'Avrupa ve Türkiye’de Kültür Politikaları' sempozyumu, 'Avrupa’nın Kültür
Politikaları' ve 'Kültür Diplomasisi, Kültürel Çeşitlilik ve Kültürel Kimlik'
konularını tartışmaya açtığı ilk gün oturumlarıyla başladı.
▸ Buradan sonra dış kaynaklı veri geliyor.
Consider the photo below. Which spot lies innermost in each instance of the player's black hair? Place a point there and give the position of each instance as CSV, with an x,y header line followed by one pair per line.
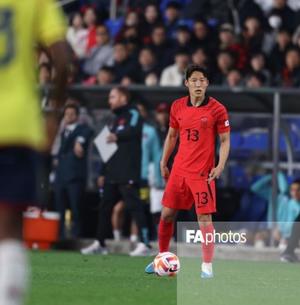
x,y
72,106
192,68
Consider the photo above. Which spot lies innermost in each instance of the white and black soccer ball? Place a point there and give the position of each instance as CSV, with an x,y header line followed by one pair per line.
x,y
166,264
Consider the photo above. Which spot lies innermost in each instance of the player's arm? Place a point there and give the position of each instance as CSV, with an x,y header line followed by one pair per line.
x,y
169,146
223,156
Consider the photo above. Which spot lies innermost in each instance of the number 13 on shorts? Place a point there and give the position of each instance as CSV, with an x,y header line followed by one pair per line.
x,y
204,196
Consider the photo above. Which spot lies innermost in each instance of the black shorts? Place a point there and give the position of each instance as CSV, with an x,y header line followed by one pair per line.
x,y
18,177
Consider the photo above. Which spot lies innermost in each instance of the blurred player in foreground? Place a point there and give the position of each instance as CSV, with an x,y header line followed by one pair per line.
x,y
23,25
197,119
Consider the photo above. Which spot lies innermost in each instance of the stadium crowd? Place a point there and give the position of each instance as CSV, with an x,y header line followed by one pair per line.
x,y
242,43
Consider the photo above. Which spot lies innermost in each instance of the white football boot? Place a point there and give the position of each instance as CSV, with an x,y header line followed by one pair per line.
x,y
94,248
206,272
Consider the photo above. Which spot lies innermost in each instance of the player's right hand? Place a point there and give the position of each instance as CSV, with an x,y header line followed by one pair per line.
x,y
165,173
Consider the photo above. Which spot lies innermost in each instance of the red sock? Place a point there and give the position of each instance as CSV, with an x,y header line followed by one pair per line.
x,y
207,248
165,232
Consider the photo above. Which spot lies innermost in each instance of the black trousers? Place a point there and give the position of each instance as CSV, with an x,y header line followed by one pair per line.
x,y
112,194
71,193
295,236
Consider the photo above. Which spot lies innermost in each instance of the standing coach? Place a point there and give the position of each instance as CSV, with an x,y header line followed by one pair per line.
x,y
122,173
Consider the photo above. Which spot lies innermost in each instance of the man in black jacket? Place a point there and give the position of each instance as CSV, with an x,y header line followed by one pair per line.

'Avrupa’nın Kültür Politikaları' konulu ilk oturumda en fazla dikkat çekilen
kavram, kültürler arası hoşgörü ve birlikte yaşama kültürü oldu. Konuşmacılar
arasında yer alan ve Marmara Üniversitesi Avrupa Çalışmaları Enstitüsü’nün
önemli akademisyenlerinden biri olan Prof. Dr. Nedret Kuran Burçoğlu, Avrupa
Birliği kültür politikalarının ayrıştırıcı değil, birleştirici özellikte
olduğuna dikkat çekti. Avrupa Birliği politikalarında kültürün, ekonomi, siyaset
ve hukuk kadar önem arz ettiğini vurgulayan Burçoğlu, bu politikaların kültür
vasıtasıyla ülkeler arası ön yargıları aşmayı, farklılıklara saygıyı ve
birlikteliği amaçladığını iletti.
50-60 yıldır Avrupa’da kültür politikaları üzerine çalışmalar yapıldığının
altını çizen Finlandiya Kültür Politikaları Araştırma Vakfı Direktörü Ritva
Mitchell, Avrupa Birliği’nin ekonomik bir örgüt olmasının yanı sıra, farklı
kurumlarıyla kültürel gelişime ve kalkınmaya verdiği önem hakkında konuştu.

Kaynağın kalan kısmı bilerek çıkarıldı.